Headline Fail of the Week

A New York Times editorial declares that “Every Day Is Jan. 6 Now,” and argues that the Capitol riot continues in the form of threats against elected officials, Republican-sponsored election integrity legislation, and Donald Trump’s existence.

But this is a rhetorical trick. Trump is a terrible actor, the merits of individual bills can be debated, and threats against public figures have been a mainstay for thousands of years, but the declaration is not meant seriously, nor can it be defended on its merits. The president of the United States inspiring and egging on a riot at the Capitol cannot reasonably be compared to broadly-supported legislation requiring voters to display identification. Indeed, the editorial board admits to their true motivations for the claim by urging Democrats to “make use of what remaining power they have to end the filibuster for voting rights legislation,” a euphemism for the unconstitutional power grab that is H.R. 1.

Progressives have yet to convince the public of the bill’s merits. Doing so by calling its opponents complicit in an ongoing insurrection is the sole, and dishonorable, objective of the editorial.

Media Misses

-The Dallas Morning News highlighted a TikTok video posted by Senator Ted Cruz’s 13-year-old daughter last week in which she said that, while many people judge her at first glance based upon her father, she really disagrees with “most of his views.” The story was reminiscent of similar breathless takes in the media when the 15-year-old daughter of George and Kellyanne Conway began posting pro–Black Lives Matter and anti-Trump sentiments on Twitter and TikTok in 2020.  If you ask us, teens being rebellious is not news.

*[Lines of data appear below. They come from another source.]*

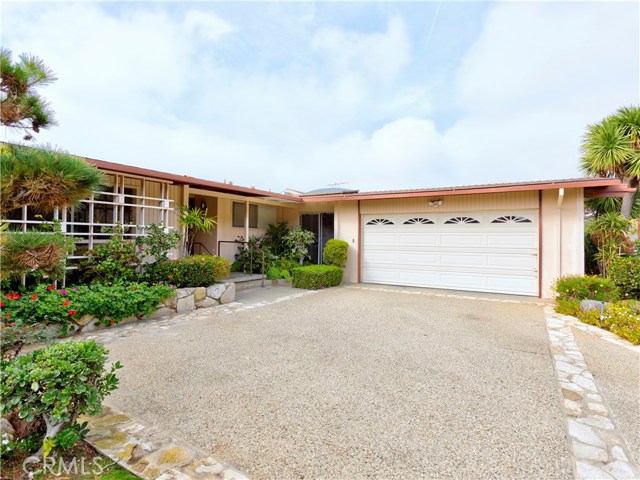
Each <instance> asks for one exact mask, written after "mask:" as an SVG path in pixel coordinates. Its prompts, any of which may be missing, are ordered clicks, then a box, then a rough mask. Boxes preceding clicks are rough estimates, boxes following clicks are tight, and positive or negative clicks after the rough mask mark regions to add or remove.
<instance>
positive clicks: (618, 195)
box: [302, 178, 635, 202]
mask: <svg viewBox="0 0 640 480" xmlns="http://www.w3.org/2000/svg"><path fill="white" fill-rule="evenodd" d="M559 188H584V191H585V197H587V198H593V197H621V196H623V195H624V194H625V193H628V192H634V191H635V189H634V188H631V187H629V186H628V185H626V184H625V183H623V182H622V181H621V180H620V179H618V178H568V179H561V180H536V181H529V182H513V183H493V184H483V185H463V186H457V187H438V188H421V189H411V190H382V191H371V192H355V193H333V194H326V193H325V194H318V195H315V194H304V195H302V197H303V199H304V201H305V202H335V201H340V200H378V199H392V198H412V197H433V196H438V197H441V196H442V197H444V196H450V195H473V194H480V193H506V192H522V191H530V190H554V189H559Z"/></svg>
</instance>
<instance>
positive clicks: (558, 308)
mask: <svg viewBox="0 0 640 480" xmlns="http://www.w3.org/2000/svg"><path fill="white" fill-rule="evenodd" d="M555 310H556V312H558V313H560V314H562V315H573V316H574V317H576V316H578V313H580V311H581V310H580V300H567V299H566V298H558V299H557V300H556V308H555Z"/></svg>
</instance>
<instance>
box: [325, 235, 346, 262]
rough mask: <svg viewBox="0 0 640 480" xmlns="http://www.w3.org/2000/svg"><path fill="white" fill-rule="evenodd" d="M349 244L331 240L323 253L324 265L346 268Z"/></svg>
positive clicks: (330, 240)
mask: <svg viewBox="0 0 640 480" xmlns="http://www.w3.org/2000/svg"><path fill="white" fill-rule="evenodd" d="M348 251H349V244H348V243H347V242H345V241H344V240H336V239H335V238H333V239H331V240H329V241H328V242H327V244H326V245H325V247H324V251H323V252H322V263H324V264H325V265H335V266H336V267H341V268H344V267H346V266H347V252H348Z"/></svg>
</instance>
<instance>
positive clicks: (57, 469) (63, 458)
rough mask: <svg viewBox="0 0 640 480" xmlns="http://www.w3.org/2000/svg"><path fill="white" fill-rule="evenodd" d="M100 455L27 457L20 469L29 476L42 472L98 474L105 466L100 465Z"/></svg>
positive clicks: (82, 474)
mask: <svg viewBox="0 0 640 480" xmlns="http://www.w3.org/2000/svg"><path fill="white" fill-rule="evenodd" d="M100 460H101V458H100V457H94V458H90V459H88V458H85V457H73V458H72V459H70V460H65V459H64V458H61V457H43V458H40V457H29V458H26V459H25V460H24V462H22V470H23V471H24V472H25V473H26V474H27V475H28V476H29V477H30V478H33V475H34V474H36V473H40V472H42V474H43V475H47V474H49V475H53V476H54V477H58V476H61V475H89V474H91V475H100V474H102V472H103V471H104V469H105V467H103V466H102V465H100Z"/></svg>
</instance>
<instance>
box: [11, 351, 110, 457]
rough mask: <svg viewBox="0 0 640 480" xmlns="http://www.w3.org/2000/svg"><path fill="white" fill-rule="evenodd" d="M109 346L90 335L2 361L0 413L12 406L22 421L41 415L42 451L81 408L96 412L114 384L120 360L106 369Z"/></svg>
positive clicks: (74, 418)
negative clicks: (43, 419)
mask: <svg viewBox="0 0 640 480" xmlns="http://www.w3.org/2000/svg"><path fill="white" fill-rule="evenodd" d="M107 354H108V351H107V350H106V349H105V348H104V346H102V345H98V344H97V343H95V342H94V341H90V342H66V343H57V344H53V345H49V346H48V347H45V348H42V349H39V350H35V351H33V352H31V353H28V354H26V355H23V356H21V357H17V358H15V359H13V360H11V361H3V362H2V381H1V383H0V394H1V396H2V398H3V402H2V403H0V415H5V414H7V413H9V412H11V411H13V410H14V409H17V410H18V416H19V417H20V418H22V419H23V420H25V421H26V422H32V421H34V420H36V419H37V418H42V419H44V421H45V423H46V425H47V431H46V434H45V435H44V437H43V439H42V443H43V448H42V450H43V451H44V453H48V452H47V450H48V449H51V448H52V447H54V446H55V440H54V439H55V437H56V435H57V434H58V433H59V432H61V431H63V430H64V429H65V428H66V427H68V426H70V425H74V424H75V421H76V418H77V417H78V415H81V414H84V413H86V414H89V415H93V414H96V413H99V412H100V408H101V404H102V400H103V399H104V398H105V397H106V396H107V395H109V394H110V393H111V392H112V391H113V390H115V389H116V388H118V378H117V377H116V375H115V371H116V370H117V369H118V368H121V365H120V363H119V362H116V364H115V365H112V366H111V369H110V370H107V369H105V363H106V361H107Z"/></svg>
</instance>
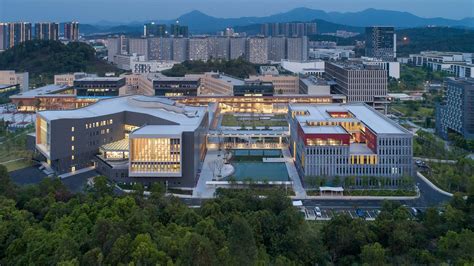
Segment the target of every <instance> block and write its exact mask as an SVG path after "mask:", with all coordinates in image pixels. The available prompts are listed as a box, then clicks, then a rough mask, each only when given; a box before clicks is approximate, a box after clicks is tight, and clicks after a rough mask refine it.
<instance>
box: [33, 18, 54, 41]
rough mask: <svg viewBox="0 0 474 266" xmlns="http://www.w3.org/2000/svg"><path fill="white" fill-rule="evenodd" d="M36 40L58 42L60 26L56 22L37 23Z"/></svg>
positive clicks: (42, 22)
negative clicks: (48, 40) (54, 22)
mask: <svg viewBox="0 0 474 266" xmlns="http://www.w3.org/2000/svg"><path fill="white" fill-rule="evenodd" d="M35 39H38V40H52V41H57V40H58V39H59V24H58V23H54V22H39V23H35Z"/></svg>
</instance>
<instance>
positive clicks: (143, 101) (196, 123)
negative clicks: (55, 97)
mask: <svg viewBox="0 0 474 266" xmlns="http://www.w3.org/2000/svg"><path fill="white" fill-rule="evenodd" d="M124 111H129V112H136V113H142V114H147V115H152V116H155V117H159V118H162V119H164V120H168V121H171V122H175V123H178V124H180V125H190V126H194V127H197V126H198V125H199V124H200V123H201V120H202V119H203V117H204V115H205V113H206V112H207V107H191V106H185V105H184V104H180V103H177V102H174V101H171V100H168V99H164V98H159V97H151V96H143V95H132V96H122V97H114V98H109V99H102V100H99V101H98V102H96V103H94V104H91V105H88V106H86V107H83V108H79V109H74V110H49V111H41V112H38V114H40V115H41V116H42V117H43V118H45V119H47V120H49V121H51V120H55V119H81V118H91V117H98V116H104V115H110V114H115V113H120V112H124Z"/></svg>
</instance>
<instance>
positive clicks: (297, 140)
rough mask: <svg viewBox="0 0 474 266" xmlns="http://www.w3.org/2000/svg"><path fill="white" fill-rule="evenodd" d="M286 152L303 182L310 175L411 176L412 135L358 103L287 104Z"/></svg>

-The House Judiciary Committee Republicans’ official Twitter account deleted a tweet on Friday after it was accused of spreading misinformation about Covid-19 booster shots: “If the booster shots work, why don’t they work?”

The account did not draw attention to the fact that it had deleted the tweet, or that it had been inaccurate. Studies show that those who have received booster shots are less likely to get infected with Covid-19 and, when infected, overwhelmingly have mild illness.

Newsweek opinion editor Josh Hammer believes that “the specifics of what Amy Wax says in any specific moment of any specific podcast are less important than her immense Overton window-shifting value in slowly helping to retire the long-standing GOP consultant class pablum of “illegal immigration bad; legal immigration good!” Wax, in an interview, asserted that Asians have tendencies toward “single-minded focus on self-advancement, conformity and obsequiousness, lack of deep post-Enlightenment conviction, timidity toward centralized authority (however unreasoned), indifference to liberty, lack of thoughtful and audacious individualism, and excessive tolerance for bossy, mindless social engineering, etc.”

It’s a line of argument as unpersuasive as it is condemnable, and immigration restrictionists like Hammer should be among the first to reject it for both reasons.